Now you need to pull the source code down onto your local machine. When I ran this most recently I had a lot of odd SSL network errors that kept stopping my download/pull, so I suggest you run it with the -f flag as below so that the download will recover from any errors and continue on. Also, depending on what processor you have you can multi-thread this download to speed things up a little using the -j command followed by a number to indicate the amount of threads you wish to use. I will be using -j5.

 

Before we run our ‘sync’ command we need to tell the server who we are. To set our email address and name run the following:
git config --global user.name YourNameHere
git config --global user.email yourEmailAddressHere
Obviously replacing ‘YourNameHere’ with your name and ‘yourEmailAddresHere’ with your email address. You will not be able to sync the source code without doing this (or at least I couldn’t).

 

repo sync -f -j5
This may take quite awhile depending on your processing power and internet connection so be patient.

 

Once you have finished sync’ing you should set up what is called ‘ccache’. This will help speed up future builds (sadly not the first) so it’s very handy to have.

 

Edit your ~/.bashrc file again using your preferred method as mentioned earlier. Add a new line at the bottom of the file and type:
export CCACHE=1
Now load this bashrc into your current terminal:
. ~/.bashrc
Then set the cache size to 50GB by running:
prebuilts/misc/linux-x86/ccache/ccache -M 50G' from your working directory

 

Some last minute setup that you should always run before doing a build to tell the build system what target you want to build for i.e. what device, and also so you don’t spend a long time building for the wrong target, or a generic build which I have done accidentally many times.

 

Run:
build/envsetup.sh
Run
lunch
and choose your target by typing the number and hitting enter.
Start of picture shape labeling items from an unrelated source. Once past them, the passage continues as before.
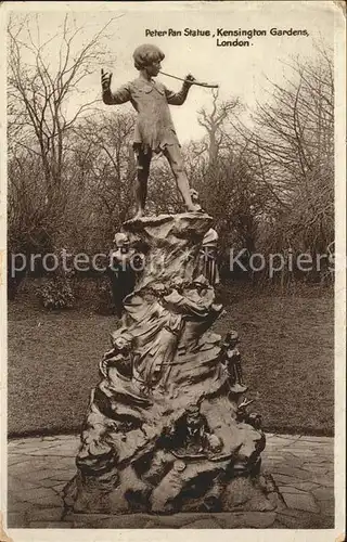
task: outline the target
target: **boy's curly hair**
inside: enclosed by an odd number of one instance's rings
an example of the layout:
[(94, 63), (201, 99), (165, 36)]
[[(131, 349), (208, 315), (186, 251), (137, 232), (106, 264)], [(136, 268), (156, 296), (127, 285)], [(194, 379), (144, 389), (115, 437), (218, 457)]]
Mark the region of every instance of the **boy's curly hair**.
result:
[(165, 54), (156, 46), (151, 43), (144, 43), (143, 46), (137, 47), (132, 54), (133, 64), (137, 69), (143, 69), (150, 66), (155, 61), (163, 61)]

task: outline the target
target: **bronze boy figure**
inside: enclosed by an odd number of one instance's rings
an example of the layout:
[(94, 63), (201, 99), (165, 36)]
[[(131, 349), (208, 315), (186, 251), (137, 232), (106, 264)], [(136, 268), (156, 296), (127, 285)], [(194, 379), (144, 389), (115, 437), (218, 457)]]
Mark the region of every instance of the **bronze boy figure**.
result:
[(172, 92), (163, 83), (155, 82), (153, 79), (158, 75), (162, 68), (160, 61), (165, 57), (157, 47), (152, 44), (140, 46), (134, 50), (132, 56), (134, 67), (140, 72), (137, 79), (112, 92), (112, 74), (101, 70), (101, 82), (105, 104), (123, 104), (130, 101), (138, 112), (133, 138), (133, 149), (138, 164), (136, 218), (141, 217), (144, 211), (152, 154), (160, 152), (170, 164), (187, 209), (189, 211), (201, 210), (200, 205), (193, 203), (191, 198), (180, 144), (168, 107), (168, 105), (182, 105), (184, 103), (192, 81), (195, 79), (192, 75), (188, 75), (182, 89), (177, 93)]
For me it’s ‘aosp_flounder-userdebug’ as I am targeting the Nexus 9 and this is it’s code name, so I enter ’16’ and hit enter.

 

Let’s Finally Build The Code!!

Now you can finally start building the code. This again can take a long time but thankfully it will only do so the very first time or when you intentionally force a clean build.

The -j flag can be used here again to help speed things up but it depends on your processor, memory and hard drive type (more memory, a better processor and an SSD will help things immensely).
For me the command I run is:
make -j5

 

And now begins the long, long wait. You may need to leave it running overnight the first time. My first build took roughly 5Hrs & 36m.

 

When it eventually builds (and there should be no errors as you haven’t changed anything), your build .img files will be located at out/target/product/flounder (or whatever your product is named, out/target/product/shamu for Nexus 6, out/target/product/hammerhead for Nexus 5 etc.).